The Taxman was “justified”. God executed God’s justice; and I am sure that once the Pharisee got wind of this that he was livid, most likely crying out: “It’s not fair!” And he is right. It is not fair, but it is just.


We hear a great deal about “justice” nowadays, but rarely it seems do we use this term and our desire for it accurately or clearly. For instance, I am painfully mindful of the Parkland, Florida, shooting trial, (the one where the nineteen-year-old man murdered seventeen people and injured seventeen more, most of whom were high school students. The jury convicted the shooter and sentenced him to life in prison without parole. Many family members of the slaughtered were shocked and outraged by the fact that the death penalty was not given. In pained reaction some spoke of having no justice. Others cried, “What’s the point of having a death penalty, if we don’t use it?”


I don’t know what I would say or do or even feel if I were in those family members’ position. I do know that “justice” needs to be spoken of and offered in its clearest and most faithful sense. “Justice” means “reunion”. The Greek term is dikaiosyne, and it means “reunion”, which indicates that there is an original “union” that has been subsequently ruptured, which in turn needs to be restored to its intended and necessary state.

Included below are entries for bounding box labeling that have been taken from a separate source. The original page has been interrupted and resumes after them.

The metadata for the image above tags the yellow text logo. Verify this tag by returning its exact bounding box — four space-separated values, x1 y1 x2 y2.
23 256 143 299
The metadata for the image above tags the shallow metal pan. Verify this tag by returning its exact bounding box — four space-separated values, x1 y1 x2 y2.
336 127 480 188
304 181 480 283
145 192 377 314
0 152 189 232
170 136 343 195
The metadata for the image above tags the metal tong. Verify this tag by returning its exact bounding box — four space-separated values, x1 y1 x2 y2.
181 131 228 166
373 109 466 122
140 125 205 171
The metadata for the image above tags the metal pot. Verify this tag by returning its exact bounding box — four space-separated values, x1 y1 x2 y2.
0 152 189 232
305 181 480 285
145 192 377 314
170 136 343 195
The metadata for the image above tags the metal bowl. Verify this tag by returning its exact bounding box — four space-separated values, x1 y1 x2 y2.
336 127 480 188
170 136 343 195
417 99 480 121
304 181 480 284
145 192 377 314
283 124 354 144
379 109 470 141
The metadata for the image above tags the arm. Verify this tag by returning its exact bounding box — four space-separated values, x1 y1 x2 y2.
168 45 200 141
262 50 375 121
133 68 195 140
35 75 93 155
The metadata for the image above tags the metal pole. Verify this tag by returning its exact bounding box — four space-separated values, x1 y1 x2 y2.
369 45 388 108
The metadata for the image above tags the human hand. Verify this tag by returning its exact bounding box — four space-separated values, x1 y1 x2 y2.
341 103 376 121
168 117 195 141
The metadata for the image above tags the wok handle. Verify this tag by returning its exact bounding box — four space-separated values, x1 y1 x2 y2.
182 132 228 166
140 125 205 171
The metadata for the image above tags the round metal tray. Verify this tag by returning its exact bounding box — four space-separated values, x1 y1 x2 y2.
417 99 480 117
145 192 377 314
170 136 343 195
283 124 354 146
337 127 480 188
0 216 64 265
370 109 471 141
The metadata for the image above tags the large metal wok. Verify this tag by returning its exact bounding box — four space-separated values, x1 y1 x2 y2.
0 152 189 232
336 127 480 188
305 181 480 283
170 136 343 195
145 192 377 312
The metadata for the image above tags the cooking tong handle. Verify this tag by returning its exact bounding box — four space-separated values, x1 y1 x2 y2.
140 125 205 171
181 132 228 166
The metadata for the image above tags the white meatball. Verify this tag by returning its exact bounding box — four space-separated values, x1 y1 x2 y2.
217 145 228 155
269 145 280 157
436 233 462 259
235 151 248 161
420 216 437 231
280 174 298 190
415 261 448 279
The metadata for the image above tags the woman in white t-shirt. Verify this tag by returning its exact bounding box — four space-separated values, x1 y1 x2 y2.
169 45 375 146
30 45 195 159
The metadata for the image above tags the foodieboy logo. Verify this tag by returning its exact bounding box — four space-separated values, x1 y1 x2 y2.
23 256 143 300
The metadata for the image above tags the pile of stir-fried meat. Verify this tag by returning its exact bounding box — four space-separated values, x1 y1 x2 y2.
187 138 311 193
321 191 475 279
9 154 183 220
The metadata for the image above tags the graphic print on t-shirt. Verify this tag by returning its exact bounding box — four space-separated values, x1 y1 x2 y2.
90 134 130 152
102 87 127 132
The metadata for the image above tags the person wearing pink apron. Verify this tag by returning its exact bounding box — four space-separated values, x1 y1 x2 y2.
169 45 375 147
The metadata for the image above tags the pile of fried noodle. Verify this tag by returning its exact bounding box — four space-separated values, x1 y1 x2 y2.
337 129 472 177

For followers of Jesus, this is our call to action: That the will of God is Communion (that is, to be in union with the Creator and the Creator’s creation – including all God’s people; that we have “opposed” God’s will, the consequence of which creates a deadly separation (sin), as of a leaf separated from its tree. “Justice”, therefore, is needed. To reunify what has been broken, to breach the gap that separates so there can be new life – humus life, humble life where there is room for God at the center.


Because we believe that God has given us what we need and cannot provide for ourselves – that is, reunion, justice – because in Christ God has given us the grace and the mercy that reunites, we can be in the position to receive new life and thereby be transformed from dry leaf to rich and new soil. We are, therefore, justified in our willingness to receive what God alone gives. But the key issue for our side of this relationship is how deeply do we allow this transformation of our fallen leaves to become God’s humus.


You see, there is no silver bullet to this justification process. God is God – at all times and in all places; but we must give ourselves to the holy makeover, to the justice, to the reunion that God desires. And this is not a “one and done” experience but a constant matter of tending our connection with God.


Did the Taxman turn his life around? Did he become a shining example of resurrection life? We don’t know, and that’s the point. The parable’s story doesn’t say. Just like the “Parable of the Prodigal Son”, we don’t know if that wasteful, bratty, younger son kept sober or not. The fact is that there was a good chance he’d relapse, returning to what he knew best and breaking his father’s heart in the process. Yet, Jesus tells us that God may be broken hearted by our repeated relapsing and our opposition to his will, but the offer for reunion, for justice never wavers. That is what perfect love is all about and what the cross of Christ eternally proclaims.


In Christ’s death and resurrection, we are all “justified”. We are all offered “reunion”, the invitation, and the Way home to new, transformed life. However, the perplexing question is: Why is it so hard for us to take what God offers seriously?


Humus. Humility. Room in us for God. If the leaves could only talk! Amen.


[1]Book of Common Prayer. Holy Eucharist, Rite I, “The Prayer of Humble Access”, page 337.